Smith, C. D., & Lee, J. R. S. (2020). Advancing social justice and affirming humanity in developmental science research with African American boys and young men. Applied Developmental Science, 24(3), 208–214.
Summarized by Ariel Ervin
Notes of Interest:
- Barbarin, Tolan, and Gaylord-Harden proposed a model of Adversity, Adaptation, and Positive Development of African American Boys & Men (AABM) in 2019.
- The goal of the model was to account for systemic, interpersonal, and intrapersonal outcomes of racism in America, as well as the resulting trauma that many AABM experience from this.
- The aim of this commentary is to discuss ways of advancing the two aspects of Barbarin, Tolan, and Gaylord-Harden’s framework:
- Acknowledge the complicated and prevalent effects adversity has on AABM
- Apply this knowledge to amend current theories about how normal behavior is defined within a toxic environment
- This paper highlights the need for a social justice framework in developmental science research.
Introduction (Reprinted from the Abstract)
This commentary engages the three elements of a social justice framework in the study of African American Boys and Men’s (AABM) positive development, proposed by Barbarin, Tolan, and Gaylord-Harden (2019). In agreement with the importance of and in support of employing a social justice framework in developmental science, we offer theoretical and methodological options to advance each element. The options we describe are aimed at centering the humanity of AABM in the study of their development.
Implications (Reprinted from the Discussion)
Barbarin et al.’s (2019) model of Adversity, Adaptation, and Positive Development of AABM posits that AABM negotiate a toxicity in their world that manifests in multiple vulnerabilities to their positive development. However, AABM employ multiple strategies and are assisted by cultural strength-based assets to survive and thrive despite that toxicity. The call for a social justice framework is a logical addition to the discussion of development among AABM, as social justice foregrounds the existence of toxic environments and the power of human resilience. We engaged this call by discussing potential levers for promoting a social justice framework that affirms humanity and confronts oppression in developmental science research. Initially, we emphasize the importance of centering the humanity of AABM prior to centering the trauma they face. Then, we introduced SPD and PAR as helpful applications of a social justice framework for the development of AABM.
Finally, we offer one last note regarding the centering of cultural strength-based assets in a social justice framework. In their model, Barbarin et al. (2019) highlight the role of religion, spirituality, racial identity, and racial socialization as cultural strength-based assets; these assets serve as sites of coping and community building. Racial socialization and racial identity are collective and individual processes of reclaiming, redefining, and reinforcing the humanity of African Americans; these constructs are already at the center of social justice frameworks. For example, the two constructs are often employed to define aspects of SPD (Lozada et al., 2016). Additionally, African American religious institutions (e.g., the Black church, the Nation of Islam) served as iconic sites for social justice work during the African American Civil Rights movement in the 1950s and 1960s. Given this, we affirm the call for the incorporation of these assets into a social justice framework; however, we call for specificity in the definition of these assets for AABM in particular.

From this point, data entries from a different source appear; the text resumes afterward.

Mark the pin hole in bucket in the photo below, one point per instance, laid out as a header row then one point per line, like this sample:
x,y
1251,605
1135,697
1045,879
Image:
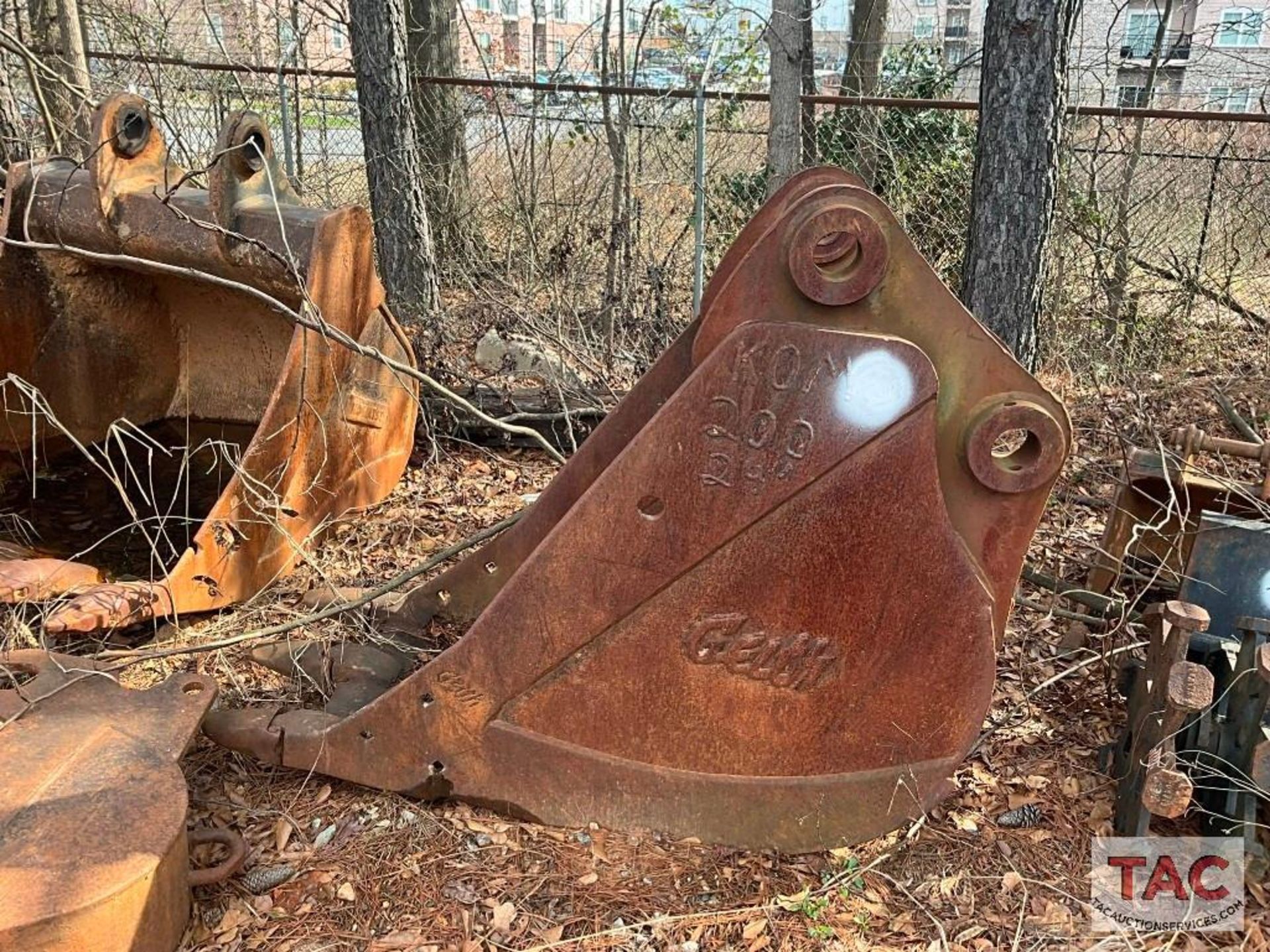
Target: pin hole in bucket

We also call for greater attention to the ways in which AABM make meaning of themselves and the world around them, specifically their definitions of strength, community, and space. Once again, this is a call for the foregrounding of their voices in a social justice framework and in studies of their experiences. This is a call for qualitative and participatory action research that pulls AABM’s narratives from the margins to the center of developmental science. Furthermore, we imagine the inclusion of more cultural strength-based assets of development that are defined and maintained by AABM. This expands the scope of our research to an examination of spaces designed by and for AABM—and not the examination of AABM at individual level, with no regard to context. In this examination, we will not only learn about the healthy aspects of AABM’s spaces, we will also learn about the needs and points of growth within these spaces. For example, in their study examining African American boys’ meaning-making of high school experiences while they were participants in a YPAR program designed for African American boys, Smith and Hope (2018) observed that boys initially employed deficit narratives to describe African American youth at their school. Eventually, with guidance from program facilitators, the boys in that study revised their narratives to engage in a critique of racial injustice at their school. More work around the construction and maintenance of AABM’s social spaces will reveal more levers for supporting them in their fight for social justice and their humanity.